Liputan6.com, Jakarta Penerapan tarif baru ojek online (ojol) kini sudah berjalan hampir sebulan lamanya. Banyak keluhan yang menyebut bahwa tarif baru itu cukup mahal. Padahal tarif tersebut ditetapkan oleh pemerintah melalui Kementerian Perhubungan.

Sebagai operator, Managing Director Grab Indonesia Neneng Goenadi mengatakan, perusahaan akan mengikuti keputusan yang telah ditetapkan pemerintah.

Dia menjelaskan, pemerintah pasti telah mempertimbangkan masak-masak alasan di balik pemberlakuan tarif ojol baru tersebut.

"Kalau kita selalu mengikuti dengan pemerintah jujur saja. Kita follow apa yang pemerintah katakan karena itu juga menyangkut kepentingan driver. Kita selalu melihat itu," ujarnya kepada Liputan6.com di Kedutaan Besar Australia, Jakarta, Selasa (21/5/2019).

Dia menambahkan, keberlangsungan hidup pengemudi ojol juga perlu diperhatikan. Pihaknya yakin pemerintah ikut pula memikirkan aspek tersebut.

"Pemerintah naikkan tarif pasti ada alasannya dan tentu saja akan kami ikuti. Kita yakin salah satu pertimbangannya yakni the well-being of the driver supaya lebih baik," ujarnya.


Lakukan Perang Tarif, Ojek Online Bisa Kena Denda

Pengemudi ojek online berkonvoi saat menggelar aksi unjuk rasa di depan Gedung MPR DPR, Jakarta, Senin (23/4). Polisi menyiagakan 7.000 personel mengamankan unjuk rasa pengemudi ojek online. (Liputan6.com/Johan Tallo)

Kementerian Perhubungan telah menetapkan besaran tarif ojek online yang berlaku efekif pada 1 Mei 2019 lalu. Lahirnya aturan tersebut kemudian menimbulkan aksi perang tarif bagi dua aplikator seperti Gojek dan Grab. Sebab, subsidi dan perang tarif menjadi bagian dari skema promosi oleh keduanya.

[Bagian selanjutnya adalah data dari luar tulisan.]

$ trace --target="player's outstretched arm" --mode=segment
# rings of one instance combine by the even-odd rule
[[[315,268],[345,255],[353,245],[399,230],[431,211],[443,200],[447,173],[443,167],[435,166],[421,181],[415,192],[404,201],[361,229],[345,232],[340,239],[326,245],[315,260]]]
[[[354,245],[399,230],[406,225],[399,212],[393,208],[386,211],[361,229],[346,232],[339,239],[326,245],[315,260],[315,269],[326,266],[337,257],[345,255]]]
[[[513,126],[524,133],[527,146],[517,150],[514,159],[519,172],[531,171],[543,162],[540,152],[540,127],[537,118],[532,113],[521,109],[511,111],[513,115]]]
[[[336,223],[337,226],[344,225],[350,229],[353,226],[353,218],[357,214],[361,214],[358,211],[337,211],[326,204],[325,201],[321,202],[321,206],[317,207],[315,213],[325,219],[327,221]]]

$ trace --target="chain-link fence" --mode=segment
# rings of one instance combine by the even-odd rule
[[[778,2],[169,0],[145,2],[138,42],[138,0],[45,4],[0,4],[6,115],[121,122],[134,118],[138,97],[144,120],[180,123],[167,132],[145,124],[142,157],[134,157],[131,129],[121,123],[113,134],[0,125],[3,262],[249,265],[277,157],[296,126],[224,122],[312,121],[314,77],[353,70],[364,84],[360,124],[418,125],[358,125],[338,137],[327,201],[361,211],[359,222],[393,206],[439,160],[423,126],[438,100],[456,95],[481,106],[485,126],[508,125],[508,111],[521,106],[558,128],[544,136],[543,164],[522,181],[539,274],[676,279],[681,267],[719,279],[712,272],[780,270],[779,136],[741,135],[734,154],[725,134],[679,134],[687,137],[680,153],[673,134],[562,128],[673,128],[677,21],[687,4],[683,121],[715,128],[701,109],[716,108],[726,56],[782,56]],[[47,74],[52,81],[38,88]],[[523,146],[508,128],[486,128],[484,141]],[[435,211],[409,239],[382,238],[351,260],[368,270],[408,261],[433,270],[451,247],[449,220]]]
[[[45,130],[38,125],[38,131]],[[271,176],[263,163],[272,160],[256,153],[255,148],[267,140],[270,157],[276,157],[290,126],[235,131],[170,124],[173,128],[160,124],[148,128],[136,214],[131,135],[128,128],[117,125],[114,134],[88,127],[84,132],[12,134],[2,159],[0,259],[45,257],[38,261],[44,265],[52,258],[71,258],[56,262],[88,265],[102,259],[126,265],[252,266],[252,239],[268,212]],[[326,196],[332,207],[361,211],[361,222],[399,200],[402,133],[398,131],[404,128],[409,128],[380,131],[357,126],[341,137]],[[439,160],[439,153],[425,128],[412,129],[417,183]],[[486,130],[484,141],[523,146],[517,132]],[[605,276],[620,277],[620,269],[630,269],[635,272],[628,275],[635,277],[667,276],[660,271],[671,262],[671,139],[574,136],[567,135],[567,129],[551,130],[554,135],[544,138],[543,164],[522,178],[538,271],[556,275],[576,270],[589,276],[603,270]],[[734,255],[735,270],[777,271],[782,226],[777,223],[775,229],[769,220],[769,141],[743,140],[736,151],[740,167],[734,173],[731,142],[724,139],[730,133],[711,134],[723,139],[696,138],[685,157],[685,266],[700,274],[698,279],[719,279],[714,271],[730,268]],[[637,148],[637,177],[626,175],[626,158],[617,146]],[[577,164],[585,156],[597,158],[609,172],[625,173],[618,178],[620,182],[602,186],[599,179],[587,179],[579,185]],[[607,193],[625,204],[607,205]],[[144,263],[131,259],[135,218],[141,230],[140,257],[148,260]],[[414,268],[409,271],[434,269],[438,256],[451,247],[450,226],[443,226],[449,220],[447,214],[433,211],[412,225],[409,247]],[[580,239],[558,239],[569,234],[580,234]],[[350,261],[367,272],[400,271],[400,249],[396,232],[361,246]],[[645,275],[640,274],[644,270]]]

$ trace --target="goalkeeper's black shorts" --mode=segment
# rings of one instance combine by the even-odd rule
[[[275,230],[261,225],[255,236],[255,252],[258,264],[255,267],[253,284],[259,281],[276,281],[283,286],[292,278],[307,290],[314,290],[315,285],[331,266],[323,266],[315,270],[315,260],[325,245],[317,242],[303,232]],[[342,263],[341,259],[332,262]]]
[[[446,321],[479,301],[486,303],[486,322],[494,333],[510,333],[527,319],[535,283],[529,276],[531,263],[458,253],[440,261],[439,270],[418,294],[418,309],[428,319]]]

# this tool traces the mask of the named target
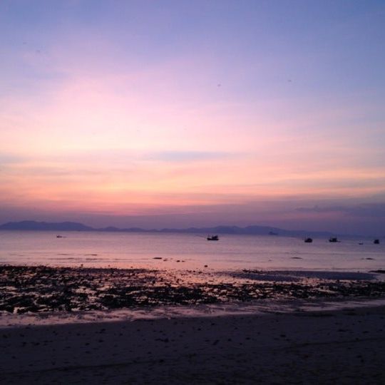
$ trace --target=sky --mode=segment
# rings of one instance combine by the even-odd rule
[[[3,0],[0,222],[385,236],[385,3]]]

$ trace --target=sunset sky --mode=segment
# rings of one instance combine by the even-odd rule
[[[385,235],[385,2],[0,2],[0,222]]]

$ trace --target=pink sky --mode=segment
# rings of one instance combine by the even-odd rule
[[[0,220],[385,223],[384,28],[367,25],[384,7],[301,31],[311,8],[278,25],[274,6],[250,2],[252,17],[229,4],[180,5],[185,25],[136,2],[93,19],[76,2],[36,20],[0,6],[3,32],[17,29],[0,43]]]

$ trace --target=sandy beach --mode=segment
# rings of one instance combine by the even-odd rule
[[[384,384],[385,307],[24,326],[1,384]]]
[[[384,384],[381,272],[4,265],[0,383]]]

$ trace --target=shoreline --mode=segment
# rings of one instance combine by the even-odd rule
[[[181,305],[208,308],[255,304],[257,308],[260,304],[263,308],[264,304],[279,302],[292,304],[381,300],[385,299],[382,278],[374,272],[169,271],[0,265],[0,314],[6,318],[7,315],[81,314]]]
[[[385,307],[0,331],[4,384],[383,384]]]

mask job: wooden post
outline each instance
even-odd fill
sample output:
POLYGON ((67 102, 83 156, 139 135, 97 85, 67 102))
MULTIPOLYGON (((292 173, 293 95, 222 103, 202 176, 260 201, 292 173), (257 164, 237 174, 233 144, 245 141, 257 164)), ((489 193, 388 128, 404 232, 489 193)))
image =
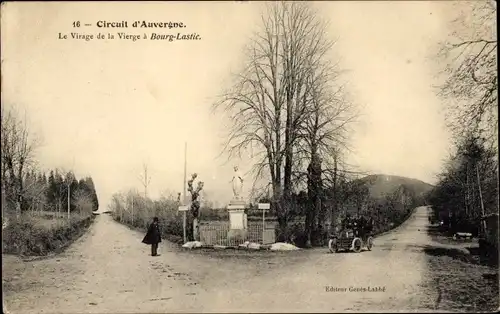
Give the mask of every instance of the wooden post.
POLYGON ((483 232, 484 236, 486 236, 486 220, 484 219, 484 202, 483 202, 483 193, 481 192, 481 181, 479 177, 479 165, 476 164, 476 174, 477 174, 477 188, 479 190, 479 201, 481 202, 481 219, 483 221, 483 232))
MULTIPOLYGON (((187 205, 186 195, 186 175, 187 175, 187 142, 184 143, 184 183, 183 183, 183 205, 187 205)), ((184 235, 184 243, 187 242, 186 238, 186 211, 182 212, 182 230, 184 235)))
POLYGON ((68 221, 70 219, 70 195, 71 195, 71 184, 68 183, 68 221))

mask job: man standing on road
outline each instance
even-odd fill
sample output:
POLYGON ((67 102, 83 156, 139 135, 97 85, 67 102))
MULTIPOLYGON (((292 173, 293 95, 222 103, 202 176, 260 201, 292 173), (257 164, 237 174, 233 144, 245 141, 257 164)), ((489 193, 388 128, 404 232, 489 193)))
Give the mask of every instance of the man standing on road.
POLYGON ((142 240, 142 243, 151 244, 151 256, 159 256, 158 243, 161 242, 160 225, 158 224, 158 217, 153 218, 153 222, 149 225, 148 232, 142 240))

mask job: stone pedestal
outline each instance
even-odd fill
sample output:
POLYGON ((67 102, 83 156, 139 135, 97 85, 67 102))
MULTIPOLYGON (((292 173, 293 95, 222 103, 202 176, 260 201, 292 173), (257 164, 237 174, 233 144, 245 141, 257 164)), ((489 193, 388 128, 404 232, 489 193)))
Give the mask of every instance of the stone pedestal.
POLYGON ((245 202, 242 200, 232 200, 227 209, 229 211, 229 232, 227 233, 227 237, 229 240, 243 241, 247 235, 245 202))

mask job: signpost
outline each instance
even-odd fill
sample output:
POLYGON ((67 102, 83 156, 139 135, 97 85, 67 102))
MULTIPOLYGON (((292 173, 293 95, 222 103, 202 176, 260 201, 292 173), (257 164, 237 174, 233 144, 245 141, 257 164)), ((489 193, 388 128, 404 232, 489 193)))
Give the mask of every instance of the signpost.
POLYGON ((259 209, 262 210, 262 244, 264 244, 264 232, 266 230, 266 209, 269 210, 271 204, 269 203, 259 203, 259 209))

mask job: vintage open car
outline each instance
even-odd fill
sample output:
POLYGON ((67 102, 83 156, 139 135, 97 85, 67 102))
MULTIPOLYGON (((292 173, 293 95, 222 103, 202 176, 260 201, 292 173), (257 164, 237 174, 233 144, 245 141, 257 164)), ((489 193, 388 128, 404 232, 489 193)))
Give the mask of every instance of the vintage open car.
POLYGON ((328 248, 332 253, 339 251, 354 251, 359 253, 363 248, 371 251, 372 247, 373 236, 371 228, 360 226, 356 222, 330 235, 330 240, 328 241, 328 248))

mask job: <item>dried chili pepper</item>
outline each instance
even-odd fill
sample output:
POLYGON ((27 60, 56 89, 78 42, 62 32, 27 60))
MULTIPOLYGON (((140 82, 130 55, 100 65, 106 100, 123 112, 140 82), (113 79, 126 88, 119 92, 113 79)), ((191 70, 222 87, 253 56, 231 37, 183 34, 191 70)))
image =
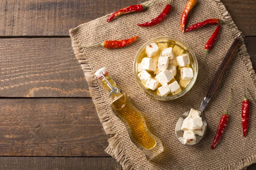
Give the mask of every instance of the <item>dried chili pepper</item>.
POLYGON ((247 90, 248 91, 248 92, 249 92, 249 94, 250 94, 250 96, 253 99, 253 101, 255 104, 256 104, 256 100, 255 99, 255 98, 253 95, 253 94, 251 93, 250 90, 249 90, 249 88, 247 88, 247 90))
POLYGON ((216 39, 218 35, 219 32, 220 32, 220 29, 221 29, 221 26, 220 25, 218 25, 215 29, 214 32, 208 40, 206 44, 205 44, 205 45, 204 46, 204 50, 205 51, 205 57, 204 57, 204 62, 205 61, 205 60, 206 59, 206 56, 207 55, 207 54, 208 52, 212 48, 212 45, 215 41, 216 41, 216 39))
MULTIPOLYGON (((204 26, 206 25, 222 24, 229 25, 230 26, 232 26, 232 27, 234 28, 237 29, 237 28, 236 28, 235 27, 233 26, 230 24, 228 23, 227 23, 226 22, 223 21, 221 20, 219 20, 218 19, 211 18, 211 19, 209 19, 208 20, 205 20, 204 21, 201 23, 197 23, 195 24, 194 24, 192 26, 190 26, 187 28, 186 28, 186 32, 189 32, 189 31, 190 31, 194 30, 200 27, 202 27, 202 26, 204 26)), ((238 30, 238 31, 239 32, 241 32, 240 31, 239 31, 239 30, 238 30)))
POLYGON ((107 22, 109 22, 113 19, 125 14, 133 12, 140 12, 148 8, 151 3, 157 1, 158 0, 155 0, 147 5, 138 4, 132 5, 127 7, 124 8, 113 13, 108 19, 107 22))
POLYGON ((78 46, 77 47, 91 47, 95 46, 102 46, 105 48, 118 48, 128 45, 136 41, 139 36, 134 37, 126 40, 105 41, 104 42, 88 46, 78 46))
POLYGON ((244 85, 244 94, 242 104, 242 127, 243 127, 243 136, 246 136, 249 126, 250 116, 250 101, 246 97, 245 85, 244 85))
POLYGON ((189 0, 188 3, 186 5, 185 9, 183 11, 181 18, 180 19, 180 31, 182 33, 184 33, 185 26, 189 14, 191 10, 194 6, 196 3, 197 0, 189 0))
POLYGON ((228 107, 230 102, 231 96, 231 90, 230 89, 230 96, 228 99, 228 102, 227 103, 227 107, 226 113, 222 115, 222 116, 221 118, 221 120, 220 120, 220 122, 219 123, 219 125, 218 127, 218 129, 217 130, 217 132, 216 132, 216 134, 214 137, 214 139, 213 139, 212 144, 212 146, 211 146, 211 149, 213 149, 214 148, 215 148, 215 147, 218 144, 218 142, 219 141, 221 137, 223 134, 224 130, 225 130, 225 129, 226 128, 226 127, 227 126, 227 125, 228 122, 229 116, 228 114, 228 107))
POLYGON ((171 11, 172 3, 172 0, 171 0, 169 3, 166 5, 163 12, 157 17, 150 21, 147 22, 143 24, 137 24, 137 26, 143 27, 150 27, 158 24, 164 20, 171 11))

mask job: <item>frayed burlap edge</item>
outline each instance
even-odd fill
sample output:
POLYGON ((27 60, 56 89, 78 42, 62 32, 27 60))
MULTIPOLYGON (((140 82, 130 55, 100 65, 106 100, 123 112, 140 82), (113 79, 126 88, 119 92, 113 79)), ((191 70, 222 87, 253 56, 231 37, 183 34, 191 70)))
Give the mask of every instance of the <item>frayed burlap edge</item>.
MULTIPOLYGON (((233 25, 235 25, 231 15, 227 11, 222 3, 220 0, 215 0, 215 2, 217 3, 218 9, 225 21, 233 25)), ((106 15, 101 18, 105 17, 108 16, 109 16, 109 14, 106 15)), ((109 117, 109 111, 108 109, 108 107, 105 106, 107 106, 109 103, 107 103, 103 99, 102 94, 104 92, 102 91, 100 85, 96 81, 96 77, 94 74, 94 73, 92 71, 90 62, 85 57, 84 51, 81 50, 78 47, 75 47, 80 45, 79 38, 76 36, 76 30, 77 28, 82 25, 75 28, 70 29, 70 33, 72 39, 73 50, 76 58, 81 64, 86 81, 89 85, 89 91, 95 105, 100 121, 102 124, 106 134, 113 136, 108 140, 109 145, 105 150, 105 151, 116 159, 124 169, 134 169, 134 167, 131 162, 130 158, 125 154, 124 146, 122 144, 121 139, 118 133, 116 131, 115 127, 113 123, 112 119, 109 117)), ((237 28, 236 26, 236 27, 237 28)), ((233 38, 240 36, 241 33, 237 29, 230 26, 229 26, 229 28, 231 31, 231 33, 233 38)), ((247 52, 243 38, 241 39, 241 43, 238 49, 238 54, 249 71, 250 78, 254 82, 256 82, 256 74, 255 74, 255 71, 253 69, 251 62, 250 59, 250 56, 247 52)), ((256 163, 256 154, 255 154, 239 161, 236 164, 227 165, 224 169, 241 170, 254 163, 256 163)))

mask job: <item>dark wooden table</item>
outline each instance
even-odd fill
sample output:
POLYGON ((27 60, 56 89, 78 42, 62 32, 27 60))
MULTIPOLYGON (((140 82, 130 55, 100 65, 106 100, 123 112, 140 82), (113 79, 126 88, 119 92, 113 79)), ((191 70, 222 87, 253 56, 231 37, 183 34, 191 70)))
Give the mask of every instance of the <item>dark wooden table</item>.
MULTIPOLYGON (((255 0, 222 0, 256 69, 255 0)), ((68 30, 139 0, 0 2, 0 170, 120 170, 68 30)), ((248 168, 256 169, 256 165, 248 168)))

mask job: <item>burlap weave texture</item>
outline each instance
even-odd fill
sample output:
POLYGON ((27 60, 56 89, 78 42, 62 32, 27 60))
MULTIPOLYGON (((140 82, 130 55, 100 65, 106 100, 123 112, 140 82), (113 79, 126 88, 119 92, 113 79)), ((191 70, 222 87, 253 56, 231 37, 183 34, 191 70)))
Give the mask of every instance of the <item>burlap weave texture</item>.
MULTIPOLYGON (((256 105, 251 103, 250 127, 246 138, 243 137, 241 121, 243 75, 245 76, 247 87, 256 96, 256 75, 243 42, 205 110, 208 126, 203 140, 196 145, 185 146, 179 143, 175 135, 175 126, 180 115, 191 108, 200 106, 217 69, 234 38, 239 34, 235 29, 227 25, 222 26, 217 40, 208 54, 207 65, 199 70, 193 87, 183 96, 169 102, 156 101, 143 93, 136 84, 133 71, 135 54, 144 43, 155 37, 170 36, 180 39, 191 47, 199 65, 202 65, 204 45, 217 26, 208 26, 182 34, 180 20, 187 1, 175 0, 165 20, 151 28, 139 27, 136 24, 155 17, 168 1, 160 0, 144 12, 123 16, 109 23, 106 21, 108 15, 70 30, 74 52, 88 82, 100 120, 106 133, 111 135, 106 151, 125 169, 241 169, 256 162, 256 105), (120 49, 75 47, 136 35, 139 38, 134 43, 120 49), (153 160, 147 161, 131 142, 125 126, 111 110, 108 94, 93 74, 102 67, 108 68, 122 91, 128 94, 135 106, 143 112, 148 128, 162 142, 165 151, 153 160), (211 150, 219 119, 225 112, 230 88, 233 92, 230 121, 216 148, 211 150)), ((187 26, 211 18, 233 23, 219 0, 198 0, 189 14, 187 26)))

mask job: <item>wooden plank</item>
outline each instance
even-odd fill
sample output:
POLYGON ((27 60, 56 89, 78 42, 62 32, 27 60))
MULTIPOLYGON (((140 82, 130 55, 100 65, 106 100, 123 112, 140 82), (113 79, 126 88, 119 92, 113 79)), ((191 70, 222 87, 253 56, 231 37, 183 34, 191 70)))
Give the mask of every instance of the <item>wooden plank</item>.
MULTIPOLYGON (((69 29, 81 24, 145 1, 3 0, 0 2, 0 36, 68 36, 69 29)), ((256 35, 254 0, 222 1, 244 35, 256 35)))
POLYGON ((90 98, 0 99, 0 156, 110 156, 90 98))
MULTIPOLYGON (((1 39, 0 96, 90 97, 70 39, 1 39)), ((256 37, 245 37, 256 70, 256 37)))
POLYGON ((1 170, 121 170, 112 158, 0 157, 1 170))
POLYGON ((70 38, 0 41, 0 96, 90 96, 70 38))

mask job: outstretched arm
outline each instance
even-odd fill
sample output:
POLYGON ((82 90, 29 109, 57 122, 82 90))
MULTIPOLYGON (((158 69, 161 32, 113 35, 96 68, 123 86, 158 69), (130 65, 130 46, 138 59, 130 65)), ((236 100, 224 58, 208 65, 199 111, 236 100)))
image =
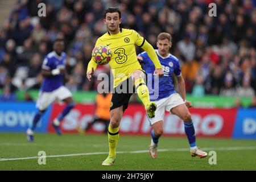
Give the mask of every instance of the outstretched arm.
POLYGON ((147 53, 147 55, 150 57, 150 59, 153 62, 155 67, 155 71, 154 72, 154 75, 158 75, 159 77, 163 76, 164 73, 162 69, 162 65, 158 59, 158 56, 155 53, 153 47, 144 39, 144 43, 141 47, 147 53))
POLYGON ((186 89, 185 86, 185 81, 182 75, 177 77, 179 90, 181 95, 182 99, 185 101, 185 104, 188 107, 192 107, 191 102, 186 101, 186 89))
POLYGON ((92 59, 89 62, 88 66, 87 67, 87 74, 86 77, 90 81, 90 78, 92 78, 93 73, 94 73, 94 70, 97 68, 97 63, 93 61, 92 59))

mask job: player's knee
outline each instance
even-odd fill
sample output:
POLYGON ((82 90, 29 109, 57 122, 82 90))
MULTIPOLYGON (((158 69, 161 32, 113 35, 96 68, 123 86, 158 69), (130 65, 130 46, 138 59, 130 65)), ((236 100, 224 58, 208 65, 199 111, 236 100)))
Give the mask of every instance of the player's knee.
POLYGON ((75 107, 75 103, 74 102, 71 102, 68 104, 68 106, 69 107, 71 107, 71 109, 75 107))
POLYGON ((134 78, 135 80, 137 80, 139 78, 143 78, 143 74, 142 74, 141 72, 138 70, 133 72, 131 75, 133 78, 134 78))
POLYGON ((184 114, 183 118, 184 122, 189 122, 191 121, 191 114, 189 113, 187 113, 184 114))
POLYGON ((154 130, 154 133, 155 135, 156 135, 158 136, 160 136, 163 134, 163 129, 162 127, 158 127, 154 130))
POLYGON ((120 122, 120 119, 119 117, 112 115, 110 120, 110 126, 113 129, 117 128, 119 126, 119 123, 120 122))

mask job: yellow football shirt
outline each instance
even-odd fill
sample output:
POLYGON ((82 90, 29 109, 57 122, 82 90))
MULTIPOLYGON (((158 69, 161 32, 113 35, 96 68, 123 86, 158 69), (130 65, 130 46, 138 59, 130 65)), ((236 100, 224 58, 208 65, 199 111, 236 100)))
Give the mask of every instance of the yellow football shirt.
MULTIPOLYGON (((156 68, 162 68, 153 47, 134 30, 120 28, 120 31, 117 34, 110 34, 108 32, 97 40, 95 47, 106 45, 112 51, 112 57, 109 64, 114 77, 114 88, 128 78, 135 71, 143 70, 137 57, 135 44, 148 53, 156 68)), ((92 67, 95 70, 97 65, 91 59, 87 72, 91 70, 92 67)))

Mantan Ketua Komisi Pengawas Pesaing Usaha (KPPU) Periode 2015-2018, Syarkawi Rauf, mengatakan apabila promo yang diberikan kedua aplikator tersebut terindikasi ada praktik predatory pricing atau dikenal dengan monopoli, maka KPPU secara tegas dapat menjatuhkan sanksi berupa denda.

"Sanksinya dari KPPU, pengalaman saya untuk tindakan seperti ini biasanya disanksi denda. Cuma kelemahannya Undang-Undang Persaingan kita (denda) maksimum Rp 25 miliar," katanya saat ditemui di Jakarta, seperti ditulis Selasa (21/5).

Seperti diketahui berdasarkan Undang-Undang Undang-Undang (UU) Nomor 5 Tahun 1999 tentang Larangan Praktek Monopoli dan Persaingan Usaha Tidak Sehat mengatur ketentuan denda minimal sebesar 1 miliar dan maksimal Rp 25 miliar.

Dalam pasal 47 UU No. 5 Tahun 1999 menyatakan tindakan Administrasi sebagaimana dimaksud ayat (1) dapat berupa: (g) Pengenaan denda serendah-rendahnya Rp 1 miliar dan setinggi-tingginya Rp 25 millar.

Kendati demikian, Syarkawi menyebut status denda yang ditetapkan dalam undang-undang tersebut tidak akan memberikan dampak besar, apalagi kedua aplikator tersebut kini sudah menyandang status decarcon atau startup yang telah memiliki valuasi atau nilai sedikitya USD 10 miliar.

"Kalau di Jepang denda ia mencapai 30 persen keuntungan atau aset itu bisa meberikan efek jera," pungkasnya.

Sebelumnya, untuk mengantisipasi adanya perang tarif, Syarkawi mendesak Kementerian Perhubungan (Kemenhub) untuk merevisi kembali Permenhub Nomor 12 Tahun 2019 agar dapat lebih memastikan persaingan.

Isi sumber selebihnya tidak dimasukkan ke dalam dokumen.